3. Head, Shoulders, Knees and Toes
As you move through the water using a standard stroke such as the freestyle, breaststroke, backstroke or butterfly, you’re using virtually all your muscles from head to toe. As you extend and retract your shoulders during the power and recovery phases, upper-body muscles that you’ll use include your pectorals, deltoids, biceps, triceps and wrist flexors. While your legs produce a propelling force as you kick, lower-body muscles that are being activated include your calves, quads, hamstrings and glutes.

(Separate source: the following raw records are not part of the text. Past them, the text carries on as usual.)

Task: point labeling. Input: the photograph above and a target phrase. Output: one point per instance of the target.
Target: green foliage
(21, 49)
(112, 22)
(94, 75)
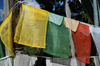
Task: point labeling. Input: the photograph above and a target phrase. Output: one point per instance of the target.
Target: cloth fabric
(95, 32)
(54, 18)
(71, 24)
(6, 34)
(6, 61)
(58, 40)
(68, 11)
(82, 42)
(1, 50)
(73, 62)
(49, 63)
(22, 60)
(31, 27)
(62, 61)
(32, 61)
(96, 60)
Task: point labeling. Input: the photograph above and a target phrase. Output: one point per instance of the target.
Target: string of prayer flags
(56, 19)
(31, 27)
(1, 50)
(58, 40)
(71, 24)
(82, 42)
(95, 32)
(6, 34)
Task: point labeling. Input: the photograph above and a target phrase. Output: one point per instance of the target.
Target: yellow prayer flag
(31, 27)
(6, 34)
(71, 24)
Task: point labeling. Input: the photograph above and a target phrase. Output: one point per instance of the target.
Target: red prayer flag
(82, 42)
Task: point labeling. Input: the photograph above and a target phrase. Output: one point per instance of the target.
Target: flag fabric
(6, 33)
(82, 42)
(71, 24)
(31, 27)
(58, 40)
(56, 19)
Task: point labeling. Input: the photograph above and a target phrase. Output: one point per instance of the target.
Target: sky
(1, 9)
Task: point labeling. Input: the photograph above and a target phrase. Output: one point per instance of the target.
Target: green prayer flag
(58, 40)
(1, 50)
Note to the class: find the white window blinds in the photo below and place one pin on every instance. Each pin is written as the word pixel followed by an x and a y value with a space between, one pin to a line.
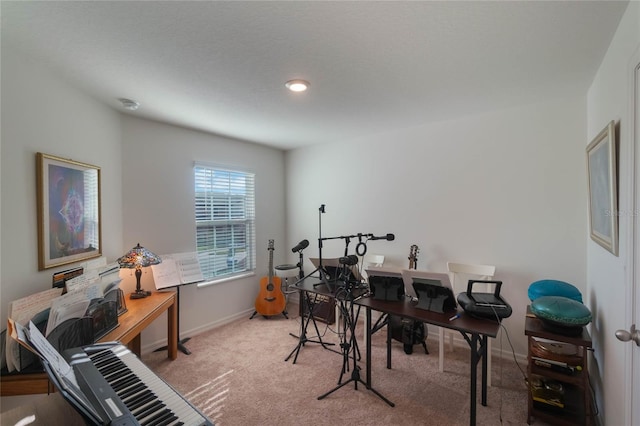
pixel 225 221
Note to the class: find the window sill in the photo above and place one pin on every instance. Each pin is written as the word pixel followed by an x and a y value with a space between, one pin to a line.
pixel 226 279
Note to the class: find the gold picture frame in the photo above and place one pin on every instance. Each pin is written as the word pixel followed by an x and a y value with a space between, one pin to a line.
pixel 603 189
pixel 69 219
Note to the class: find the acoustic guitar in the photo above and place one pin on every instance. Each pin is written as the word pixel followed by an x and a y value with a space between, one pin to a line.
pixel 270 300
pixel 413 257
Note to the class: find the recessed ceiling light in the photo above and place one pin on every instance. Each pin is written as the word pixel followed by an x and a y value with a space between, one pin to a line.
pixel 297 85
pixel 129 104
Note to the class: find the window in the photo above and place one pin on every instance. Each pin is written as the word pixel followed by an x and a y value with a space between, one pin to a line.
pixel 225 221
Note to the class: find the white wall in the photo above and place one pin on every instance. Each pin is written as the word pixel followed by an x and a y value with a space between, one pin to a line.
pixel 506 188
pixel 42 113
pixel 608 99
pixel 158 193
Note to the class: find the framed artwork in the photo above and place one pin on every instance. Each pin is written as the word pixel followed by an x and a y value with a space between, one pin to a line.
pixel 603 189
pixel 69 225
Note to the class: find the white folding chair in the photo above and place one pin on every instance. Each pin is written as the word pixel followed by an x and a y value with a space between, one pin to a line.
pixel 460 274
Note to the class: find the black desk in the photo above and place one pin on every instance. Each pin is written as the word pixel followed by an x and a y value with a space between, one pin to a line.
pixel 475 331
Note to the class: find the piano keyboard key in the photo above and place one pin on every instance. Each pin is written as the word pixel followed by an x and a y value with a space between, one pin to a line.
pixel 149 399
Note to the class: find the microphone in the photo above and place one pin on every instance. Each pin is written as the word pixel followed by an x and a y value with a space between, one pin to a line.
pixel 350 260
pixel 388 237
pixel 301 246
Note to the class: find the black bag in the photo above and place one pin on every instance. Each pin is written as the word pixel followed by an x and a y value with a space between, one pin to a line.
pixel 408 332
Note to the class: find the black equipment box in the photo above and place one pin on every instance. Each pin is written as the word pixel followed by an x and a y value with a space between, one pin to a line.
pixel 484 305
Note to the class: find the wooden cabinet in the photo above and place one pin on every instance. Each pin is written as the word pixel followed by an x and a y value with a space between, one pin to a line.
pixel 562 370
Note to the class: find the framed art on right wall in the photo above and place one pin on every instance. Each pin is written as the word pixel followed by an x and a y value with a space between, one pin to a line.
pixel 603 189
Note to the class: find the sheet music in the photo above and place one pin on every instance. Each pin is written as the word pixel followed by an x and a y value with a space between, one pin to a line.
pixel 21 311
pixel 165 274
pixel 188 267
pixel 176 269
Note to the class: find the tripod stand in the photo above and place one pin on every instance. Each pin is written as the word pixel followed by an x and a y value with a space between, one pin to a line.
pixel 349 346
pixel 320 269
pixel 307 317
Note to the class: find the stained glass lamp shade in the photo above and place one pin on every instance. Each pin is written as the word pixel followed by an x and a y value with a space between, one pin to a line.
pixel 138 258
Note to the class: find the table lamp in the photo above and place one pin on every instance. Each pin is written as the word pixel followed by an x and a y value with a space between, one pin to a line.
pixel 137 258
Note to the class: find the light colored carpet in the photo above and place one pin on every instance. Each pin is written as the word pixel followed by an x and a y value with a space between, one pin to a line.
pixel 237 375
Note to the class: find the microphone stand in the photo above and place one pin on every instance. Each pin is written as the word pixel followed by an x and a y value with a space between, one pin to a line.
pixel 320 269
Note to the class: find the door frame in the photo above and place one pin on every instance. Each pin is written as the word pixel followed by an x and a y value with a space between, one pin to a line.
pixel 632 291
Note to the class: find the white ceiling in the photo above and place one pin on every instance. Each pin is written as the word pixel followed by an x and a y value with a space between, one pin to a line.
pixel 374 67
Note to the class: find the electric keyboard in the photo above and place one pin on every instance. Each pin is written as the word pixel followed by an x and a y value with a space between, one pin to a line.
pixel 113 387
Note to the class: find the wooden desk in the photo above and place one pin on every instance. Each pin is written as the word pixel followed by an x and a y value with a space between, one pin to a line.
pixel 475 331
pixel 141 313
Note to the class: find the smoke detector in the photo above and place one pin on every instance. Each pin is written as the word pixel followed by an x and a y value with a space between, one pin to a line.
pixel 129 104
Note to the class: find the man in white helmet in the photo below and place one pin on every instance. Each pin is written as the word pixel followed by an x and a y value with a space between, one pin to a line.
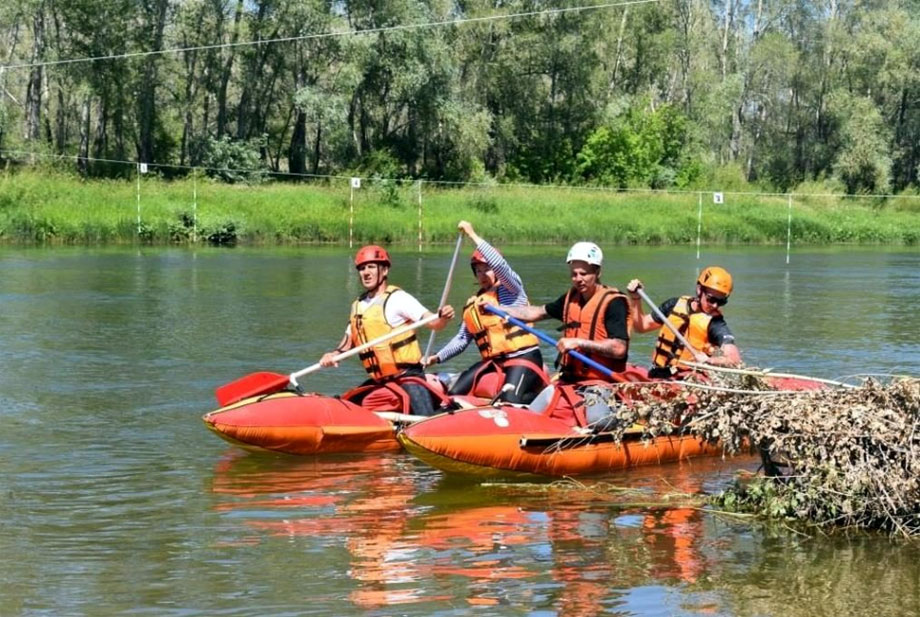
pixel 595 318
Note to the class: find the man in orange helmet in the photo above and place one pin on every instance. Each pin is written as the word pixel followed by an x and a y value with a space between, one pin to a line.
pixel 698 318
pixel 396 363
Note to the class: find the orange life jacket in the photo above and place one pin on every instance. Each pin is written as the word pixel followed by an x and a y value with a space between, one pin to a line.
pixel 388 358
pixel 494 336
pixel 588 322
pixel 694 325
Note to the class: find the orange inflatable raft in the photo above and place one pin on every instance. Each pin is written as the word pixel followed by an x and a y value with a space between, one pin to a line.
pixel 302 424
pixel 509 441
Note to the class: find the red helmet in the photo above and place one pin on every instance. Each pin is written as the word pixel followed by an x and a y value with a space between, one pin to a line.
pixel 477 258
pixel 372 254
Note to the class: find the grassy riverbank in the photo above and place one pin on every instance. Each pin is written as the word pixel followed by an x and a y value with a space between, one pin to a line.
pixel 59 208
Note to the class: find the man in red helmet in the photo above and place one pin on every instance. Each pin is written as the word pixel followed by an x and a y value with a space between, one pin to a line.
pixel 382 308
pixel 698 318
pixel 506 350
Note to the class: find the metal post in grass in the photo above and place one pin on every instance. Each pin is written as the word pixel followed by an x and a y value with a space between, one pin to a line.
pixel 194 205
pixel 420 215
pixel 699 224
pixel 355 183
pixel 788 228
pixel 141 169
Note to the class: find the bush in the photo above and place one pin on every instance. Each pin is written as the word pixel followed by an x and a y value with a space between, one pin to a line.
pixel 235 161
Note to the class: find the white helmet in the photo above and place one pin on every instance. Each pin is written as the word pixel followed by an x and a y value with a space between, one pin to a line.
pixel 585 251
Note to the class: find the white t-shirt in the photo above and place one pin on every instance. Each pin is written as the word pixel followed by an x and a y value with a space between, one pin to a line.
pixel 401 308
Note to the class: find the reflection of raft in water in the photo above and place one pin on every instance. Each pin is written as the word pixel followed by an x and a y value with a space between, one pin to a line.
pixel 302 424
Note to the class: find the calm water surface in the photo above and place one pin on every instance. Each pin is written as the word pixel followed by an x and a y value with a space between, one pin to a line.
pixel 115 500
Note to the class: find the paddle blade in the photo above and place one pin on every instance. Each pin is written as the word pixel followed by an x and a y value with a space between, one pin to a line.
pixel 253 384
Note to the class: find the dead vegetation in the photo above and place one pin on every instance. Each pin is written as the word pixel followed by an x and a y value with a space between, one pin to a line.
pixel 834 457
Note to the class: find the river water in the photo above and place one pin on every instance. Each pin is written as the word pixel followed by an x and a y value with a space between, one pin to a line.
pixel 115 499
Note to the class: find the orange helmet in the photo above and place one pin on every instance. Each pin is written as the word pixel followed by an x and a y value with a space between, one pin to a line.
pixel 372 254
pixel 717 279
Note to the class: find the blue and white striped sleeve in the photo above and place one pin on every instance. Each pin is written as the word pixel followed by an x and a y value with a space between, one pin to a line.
pixel 511 291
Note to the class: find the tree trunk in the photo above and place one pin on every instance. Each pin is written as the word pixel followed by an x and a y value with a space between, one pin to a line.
pixel 100 141
pixel 226 71
pixel 33 111
pixel 617 59
pixel 316 147
pixel 297 155
pixel 147 118
pixel 82 162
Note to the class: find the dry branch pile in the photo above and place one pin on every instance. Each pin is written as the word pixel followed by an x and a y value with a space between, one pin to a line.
pixel 834 457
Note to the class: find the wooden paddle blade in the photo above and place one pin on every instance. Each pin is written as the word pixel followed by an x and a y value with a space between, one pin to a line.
pixel 253 384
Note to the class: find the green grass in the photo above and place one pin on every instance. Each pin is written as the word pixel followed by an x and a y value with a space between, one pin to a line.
pixel 59 208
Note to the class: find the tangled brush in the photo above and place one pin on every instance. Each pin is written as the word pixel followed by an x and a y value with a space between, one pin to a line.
pixel 833 456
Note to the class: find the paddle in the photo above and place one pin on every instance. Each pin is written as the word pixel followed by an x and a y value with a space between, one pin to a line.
pixel 667 322
pixel 550 340
pixel 255 384
pixel 444 294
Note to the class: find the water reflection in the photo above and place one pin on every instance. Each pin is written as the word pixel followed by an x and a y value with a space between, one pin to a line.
pixel 416 539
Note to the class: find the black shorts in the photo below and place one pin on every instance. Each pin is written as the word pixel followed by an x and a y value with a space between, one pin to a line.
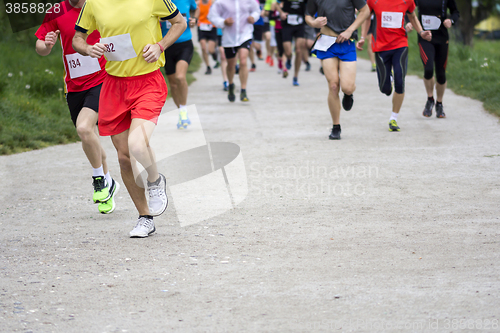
pixel 83 99
pixel 230 52
pixel 258 30
pixel 207 35
pixel 177 52
pixel 392 63
pixel 292 31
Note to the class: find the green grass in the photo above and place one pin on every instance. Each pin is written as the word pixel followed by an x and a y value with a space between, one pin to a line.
pixel 472 72
pixel 33 110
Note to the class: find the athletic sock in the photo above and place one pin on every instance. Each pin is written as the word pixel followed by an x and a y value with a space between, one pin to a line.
pixel 109 180
pixel 97 172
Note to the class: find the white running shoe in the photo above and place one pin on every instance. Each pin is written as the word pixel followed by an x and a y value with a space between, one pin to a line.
pixel 144 227
pixel 158 200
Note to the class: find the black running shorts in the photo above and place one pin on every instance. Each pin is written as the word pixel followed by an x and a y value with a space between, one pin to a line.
pixel 230 52
pixel 177 52
pixel 83 99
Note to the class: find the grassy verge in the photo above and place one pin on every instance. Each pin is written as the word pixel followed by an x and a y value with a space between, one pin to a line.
pixel 472 72
pixel 33 110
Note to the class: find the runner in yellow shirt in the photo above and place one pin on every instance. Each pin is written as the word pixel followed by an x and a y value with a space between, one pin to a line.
pixel 134 91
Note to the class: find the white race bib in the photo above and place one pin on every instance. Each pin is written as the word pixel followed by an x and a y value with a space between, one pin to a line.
pixel 392 20
pixel 294 19
pixel 119 48
pixel 324 42
pixel 205 27
pixel 430 22
pixel 79 65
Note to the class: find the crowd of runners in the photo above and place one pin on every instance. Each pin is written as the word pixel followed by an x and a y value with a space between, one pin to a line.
pixel 113 52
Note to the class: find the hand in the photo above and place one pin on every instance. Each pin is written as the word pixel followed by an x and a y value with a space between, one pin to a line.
pixel 96 50
pixel 51 38
pixel 427 35
pixel 360 43
pixel 151 53
pixel 319 22
pixel 344 36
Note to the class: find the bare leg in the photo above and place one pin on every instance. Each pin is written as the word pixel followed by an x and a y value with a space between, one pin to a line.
pixel 331 69
pixel 178 83
pixel 127 166
pixel 243 55
pixel 429 87
pixel 299 49
pixel 91 145
pixel 440 89
pixel 397 101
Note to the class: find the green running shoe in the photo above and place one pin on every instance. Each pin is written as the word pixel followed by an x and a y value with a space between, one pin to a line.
pixel 101 189
pixel 109 206
pixel 393 126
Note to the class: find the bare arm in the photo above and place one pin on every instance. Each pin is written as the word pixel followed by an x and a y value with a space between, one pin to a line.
pixel 317 22
pixel 152 52
pixel 427 35
pixel 80 45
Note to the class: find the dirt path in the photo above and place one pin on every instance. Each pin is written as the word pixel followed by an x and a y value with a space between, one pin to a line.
pixel 377 232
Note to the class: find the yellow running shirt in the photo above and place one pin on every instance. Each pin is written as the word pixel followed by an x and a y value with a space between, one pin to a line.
pixel 126 26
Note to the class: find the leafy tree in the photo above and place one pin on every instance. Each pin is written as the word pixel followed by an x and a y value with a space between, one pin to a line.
pixel 471 15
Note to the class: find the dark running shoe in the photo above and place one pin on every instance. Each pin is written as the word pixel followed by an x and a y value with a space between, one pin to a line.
pixel 347 102
pixel 231 96
pixel 439 111
pixel 428 108
pixel 335 135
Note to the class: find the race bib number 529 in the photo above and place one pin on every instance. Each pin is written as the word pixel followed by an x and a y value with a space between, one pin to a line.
pixel 393 20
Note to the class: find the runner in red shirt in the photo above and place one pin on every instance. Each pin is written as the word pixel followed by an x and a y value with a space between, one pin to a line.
pixel 83 79
pixel 390 44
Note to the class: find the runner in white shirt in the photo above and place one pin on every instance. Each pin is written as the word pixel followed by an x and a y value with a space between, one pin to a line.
pixel 236 19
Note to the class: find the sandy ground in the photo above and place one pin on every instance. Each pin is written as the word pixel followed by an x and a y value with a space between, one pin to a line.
pixel 378 231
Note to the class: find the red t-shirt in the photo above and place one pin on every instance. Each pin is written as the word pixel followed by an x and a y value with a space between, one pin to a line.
pixel 390 31
pixel 80 73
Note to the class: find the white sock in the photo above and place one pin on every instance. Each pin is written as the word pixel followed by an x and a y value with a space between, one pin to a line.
pixel 97 172
pixel 109 180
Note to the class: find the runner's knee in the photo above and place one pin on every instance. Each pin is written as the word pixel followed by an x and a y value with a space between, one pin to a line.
pixel 441 76
pixel 428 73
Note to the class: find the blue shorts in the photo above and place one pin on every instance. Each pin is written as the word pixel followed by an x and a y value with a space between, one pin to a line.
pixel 345 51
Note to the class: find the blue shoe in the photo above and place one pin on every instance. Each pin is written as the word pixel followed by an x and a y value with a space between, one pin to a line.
pixel 183 119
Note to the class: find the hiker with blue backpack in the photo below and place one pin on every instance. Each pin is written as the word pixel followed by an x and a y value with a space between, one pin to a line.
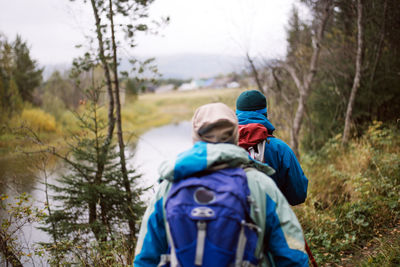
pixel 215 205
pixel 256 136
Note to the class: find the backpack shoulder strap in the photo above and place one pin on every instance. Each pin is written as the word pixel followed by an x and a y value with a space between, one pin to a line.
pixel 259 155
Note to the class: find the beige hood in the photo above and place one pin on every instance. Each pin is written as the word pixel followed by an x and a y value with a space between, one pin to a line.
pixel 215 123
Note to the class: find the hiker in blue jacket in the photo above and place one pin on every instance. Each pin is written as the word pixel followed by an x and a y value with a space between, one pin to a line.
pixel 269 234
pixel 254 127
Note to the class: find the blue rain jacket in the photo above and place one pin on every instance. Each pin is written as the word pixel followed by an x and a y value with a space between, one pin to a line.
pixel 281 240
pixel 289 176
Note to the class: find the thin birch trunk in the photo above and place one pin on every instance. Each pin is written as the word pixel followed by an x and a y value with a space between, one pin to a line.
pixel 357 77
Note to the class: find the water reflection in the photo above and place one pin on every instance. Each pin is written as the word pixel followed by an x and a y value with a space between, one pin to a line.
pixel 157 145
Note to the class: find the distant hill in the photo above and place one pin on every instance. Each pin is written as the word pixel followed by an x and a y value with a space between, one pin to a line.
pixel 186 66
pixel 180 66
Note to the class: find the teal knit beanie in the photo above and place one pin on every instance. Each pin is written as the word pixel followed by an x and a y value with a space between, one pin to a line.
pixel 251 100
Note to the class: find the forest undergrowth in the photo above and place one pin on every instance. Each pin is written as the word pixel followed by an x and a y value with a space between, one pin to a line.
pixel 352 213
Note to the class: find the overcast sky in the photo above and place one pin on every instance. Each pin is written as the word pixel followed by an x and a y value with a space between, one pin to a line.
pixel 52 28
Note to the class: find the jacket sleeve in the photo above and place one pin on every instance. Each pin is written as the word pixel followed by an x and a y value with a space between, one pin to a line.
pixel 295 188
pixel 283 237
pixel 289 175
pixel 283 240
pixel 152 241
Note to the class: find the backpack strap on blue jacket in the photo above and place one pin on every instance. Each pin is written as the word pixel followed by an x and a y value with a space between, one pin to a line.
pixel 201 239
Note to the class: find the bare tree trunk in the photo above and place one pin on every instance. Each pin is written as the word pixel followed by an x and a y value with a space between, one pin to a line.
pixel 380 44
pixel 111 119
pixel 127 184
pixel 357 77
pixel 304 87
pixel 255 73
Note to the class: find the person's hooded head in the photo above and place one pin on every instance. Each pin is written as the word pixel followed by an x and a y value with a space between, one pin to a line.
pixel 215 123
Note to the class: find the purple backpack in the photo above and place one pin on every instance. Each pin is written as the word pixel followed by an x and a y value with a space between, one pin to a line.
pixel 208 220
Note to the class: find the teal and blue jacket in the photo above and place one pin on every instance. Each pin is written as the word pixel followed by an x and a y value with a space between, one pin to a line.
pixel 282 242
pixel 289 176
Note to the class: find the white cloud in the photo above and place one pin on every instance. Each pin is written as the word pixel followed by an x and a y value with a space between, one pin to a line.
pixel 53 28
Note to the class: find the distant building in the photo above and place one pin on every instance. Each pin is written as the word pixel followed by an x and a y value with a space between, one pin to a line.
pixel 188 86
pixel 164 88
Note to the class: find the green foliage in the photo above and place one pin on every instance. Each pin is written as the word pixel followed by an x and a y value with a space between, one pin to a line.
pixel 25 70
pixel 354 193
pixel 36 119
pixel 19 213
pixel 90 220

Whether you swim to build muscle, burn fat, or just to have fun, this full-body activity can greatly improve your health in several ways. Swimming increases your flexibility, lessens your risk of disease, improves your endurance and even regulates your body’s cholesterol levels. Swimming also has emotional well-being benefits. The repetitive nature of the activity can help clear your mind and, as you move through the water, your body releases endorphins to improve your mood.
Overall, swimming workouts use just about every muscle in your body and regular swimming has been proven to have many beneficial effects on your health, mindset, and life. So…see you on deck!